Dit is de eerste keer in de Schrift, dat het woord “tafel” wordt genoemd. De grondgedachte van een tafel is voedsel en levensonderhoud. De tafel van de toonbroden stelt Christus voor als het voedsel voor Zijn volk, niet in de omstandigheden van de woestijn, maar in de dienst van het heiligdom. Dit was het voedsel voor de priesters.
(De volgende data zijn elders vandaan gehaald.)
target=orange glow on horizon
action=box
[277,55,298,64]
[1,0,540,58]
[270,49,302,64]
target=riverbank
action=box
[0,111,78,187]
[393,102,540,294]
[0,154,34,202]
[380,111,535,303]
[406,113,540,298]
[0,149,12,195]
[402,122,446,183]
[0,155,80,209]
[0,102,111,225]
Het manna is de voeding die we nodig hebben in verband met de omstandigheden van het leven in de woestijn, en daar worden we gevoed door de zorg van de Heer voor ons in onze beproevingen, zwakheden, enzovoorts. Ieder van ons kan vertellen hoe we op deze manier gesterkt zijn. Maar als we naar de samenkomst komen of het Woord persoonlijk bestuderen, vinden we onszelf in gemeenschap met een opgestane Christus. “begenadigd [1] in de Geliefde” (Ef. 1:6), “gezegend met alle geestelijke zegening in de hemelse [gewesten] in Christus” (Ef. 1:3). Wij kennen de liefde van de Vader zoals die geopenbaard is in en door Zijn geliefde Zoon, onze Heer Jezus Christus. Door zo te denken bevinden we ons in een sfeer zonder beproevingen en teleurstellingen. We nemen de hemelse kant van de dingen, en dit wordt afgebeeld in het beeld van de tafel van de toonbroden.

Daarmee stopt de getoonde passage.